My garden – in Fife, Scotland

garden Summer house
The photo above was taken a couple of weeks ago and after all the rain we’ve had since then the garden has grown quite a lot more luxuriant, or should I say wild! It was just at the time of the year when everything in the garden changes from predominantly blues and yellows of spring, to deep red, purple and orange of summer.

garden

It’s still a work in progress of course, like all gardens.

hydrangea

Above is a fancy new hydrangea with deep maroon leaves, I believe this was Chelsea’s plant of 2015. It was a birthday gift to me, I’d much rather have a living plant than cut flowers. The ground is looking a bit empty in this part of the garden but the sparrows have been having a whale of a time there, having dust baths.

insect house

The day after I bought this bug hotel I read in Dave Goulson’s book A Sting in the Tale that insects or particularly bees never seem to take up home in them. Maybe bees don’t, why would they when they can make such beauties of their own? but I did see a hoverfly crawling in to one of the holes. I just hope it doesn’t fill up with such creepy crawlies as earwigs or forkytails as they are known in some parts of Scotland. I had in mind a whole colony of ladybirds moving in when I bought it.

garden Summer house

I’ll get around to taking more photos of the inside of the summer house/shed soon, particularly the books. It has been inundated by midges which must have crawled through every teeny gap, probably trying to get shelter from our incredibly bad weather this so-called summer – then they promptly died, so I’ve been sweeping them up. It does get very hot in there, even on a dullish day – honest!

A Sting in the Tale by Dave Goulson

A Sting in the Tale by Dave Goulson was first published in 2013 and it’s apparently a Sunday Times bestseller but it was via Joan at Planet Joan that I heard about it.

I’ve always loved bees and never been able to understand people who are frightened of them, such as the plumber we had who refused to go into our old house using the front door as the cotoneaster was alive with bees, silly man.

This book is very informative about all sorts of bees, written in a very amusing and readable fashion, despite the scientific facts within it. Dave Goulson has made bees his life’s study and is a very successful academic who has worked in several different universities in the UK, including Stirling University, not that far from me, so some of the information was very local to my area.

At one point Goulson describes: gangs of males can often be seen clustered together, reminiscent of a group of men propping up the bar in a pub. – which is just exactly what I have thought when the bees sound positively boozy with so much pollen.

I had no idea that the Perthshire soft fruit industry relies on importing bees from abroad, because the local bees wouldn’t be able to pollinate the vast quantities of plants involved. It seems crazy to me, surely we could have someone here breeding the bees.

Coincidentally, just as I finished reading this book I noticed a report in one of the local newspapers about a nasty disease infecting bees in Perthshire, you can read about it here.
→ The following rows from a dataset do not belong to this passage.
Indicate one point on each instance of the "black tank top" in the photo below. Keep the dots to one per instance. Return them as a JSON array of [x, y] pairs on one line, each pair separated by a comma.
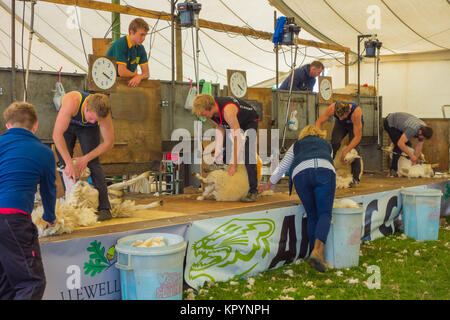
[[348, 119], [246, 113]]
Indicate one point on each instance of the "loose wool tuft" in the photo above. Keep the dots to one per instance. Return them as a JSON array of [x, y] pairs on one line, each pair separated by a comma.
[[345, 203], [219, 185], [343, 172], [79, 208]]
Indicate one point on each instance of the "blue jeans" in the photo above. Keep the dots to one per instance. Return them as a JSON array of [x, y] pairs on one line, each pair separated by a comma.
[[315, 188]]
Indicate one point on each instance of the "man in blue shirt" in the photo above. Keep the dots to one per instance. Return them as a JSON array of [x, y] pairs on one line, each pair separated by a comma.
[[129, 53], [304, 77], [24, 163]]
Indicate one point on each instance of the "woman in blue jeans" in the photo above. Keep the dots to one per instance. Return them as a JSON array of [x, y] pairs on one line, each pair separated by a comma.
[[310, 164]]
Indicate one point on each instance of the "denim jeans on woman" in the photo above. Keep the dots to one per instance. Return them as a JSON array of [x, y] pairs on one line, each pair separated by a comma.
[[316, 188]]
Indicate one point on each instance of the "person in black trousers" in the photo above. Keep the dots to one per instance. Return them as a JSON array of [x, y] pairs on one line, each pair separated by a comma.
[[229, 113], [85, 117]]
A Sting in the Tale ended up being an entertaining read although I know that if I had been the author’s mother I would have been very worried about him as he was growing up. He describes how he had an obsession with nature which meant that he was on the lookout for animals and ended up scraping up roadkill in an attempt to practice his taxidermy skills on them. Being one of his childhood pets was not a good place to be as he invariably did them to death somehow or other. He did sound a bit like an incipient serial killer, but he turned out fine in the end. It just shows that you can worry too much about things!

My only gripe about this book is that there are no photos in it, I could have been doing with some to help me identify bees in my garden. Have I ever seen a carder bee for instance, much mentioned in the book but new to me? I googled carder bee and lo and behold it seems that the bees in the nearby nest and guzzling my bee bar plants are, I’m fairly certain, carder bees. I’m chuffed!